Gesù pertanto invita i piccoli, i poveri di spirito, gli umili a mettersi alla sua scuola, in quanto egli facendosi uomo ha voluto essere un povero di spirito. Quando Gesù dice: Imparate da me che sono mite e umile di cuore, si definisce povero di spirito. L’umiltà e la mitezza sono le caratteristiche fondamentali dei poveri di spirito. Nella prima lettura il profeta aveva preannunciato che il futuro Messia sarebbe stato un povero di spirito: umile, cavalca un asino,/un puledro figlio d’asina. Gesù definisce i poveri di spirito stanchi ed oppressi, perché, essendo persone coscienziose e timorate di Dio, si impegnano con tutte le forze ad osservare la sua legge, e non riuscendoci, rimangono stanchi e oppressi. Gesù li invita a mettersi alla sua scuola, a mettersi sotto il giogo del suo insegnamento che è dolce e leggero. Il giogo è un attrezzo posto sul collo dei buoi per tirare l’aratro, il carro o qualunque altra cosa. Per portare il giogo bisogna essere almeno in due. Gesù definisce il suo insegnamento giogo dolce e leggero. Da una parte è un giogo, ed è abbastanza pesante, perché Gesù viene a radicalizzare l’antica legge, insegnandoci l’amore perfetto. Dall’altra è un giogo dolce e leggero. Infatti Gesù a quelli che credono in lui dona lo Spirito Santo, che trasforma i loro cuori e scrive nei loro cuori la legge di Dio così che dà peso diventa un’esigenza di vita.

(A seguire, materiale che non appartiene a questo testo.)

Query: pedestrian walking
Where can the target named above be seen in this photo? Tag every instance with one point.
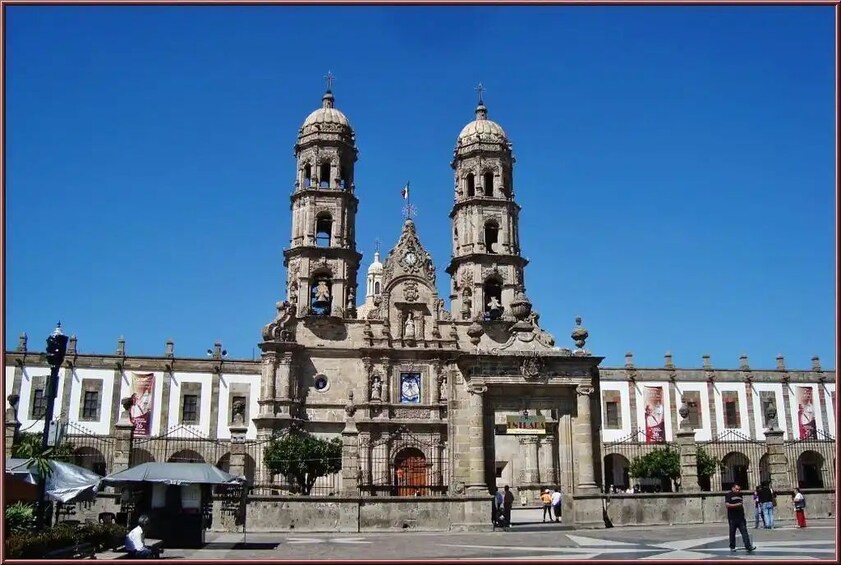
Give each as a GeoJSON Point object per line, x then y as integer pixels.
{"type": "Point", "coordinates": [546, 499]}
{"type": "Point", "coordinates": [757, 510]}
{"type": "Point", "coordinates": [556, 504]}
{"type": "Point", "coordinates": [799, 508]}
{"type": "Point", "coordinates": [507, 504]}
{"type": "Point", "coordinates": [734, 502]}
{"type": "Point", "coordinates": [767, 500]}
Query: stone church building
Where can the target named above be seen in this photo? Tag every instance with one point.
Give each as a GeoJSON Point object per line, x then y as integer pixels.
{"type": "Point", "coordinates": [432, 402]}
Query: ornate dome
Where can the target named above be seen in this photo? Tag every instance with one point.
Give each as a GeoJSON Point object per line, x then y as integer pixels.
{"type": "Point", "coordinates": [326, 119]}
{"type": "Point", "coordinates": [482, 129]}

Nella seconda lettura l’apostolo parla dello Spirito Santo che abita nei credenti come in una casa. L’immagine del giogo rende bene l’idea della vita cristiana. Non siamo soli ma c’è con noi Gesù Cristo con lo Spirito Santo. Per questo la legge di Dio diventa leggera da portare. Lo Spirito Santo trasforma i comandi della legge in altrettanti desideri del cuore. Quest’opera dello Spirito Santo richiede la nostra collaborazione con la meditazione della parola di Dio, la preghiera, i sacramenti, in poche parole una conversione continua. Se lasciamo agire in noi lo Spirito Santo, potremo sperimentare quello che dice Gesù: Il mio giogo infatti è dolce e il mio peso leggero.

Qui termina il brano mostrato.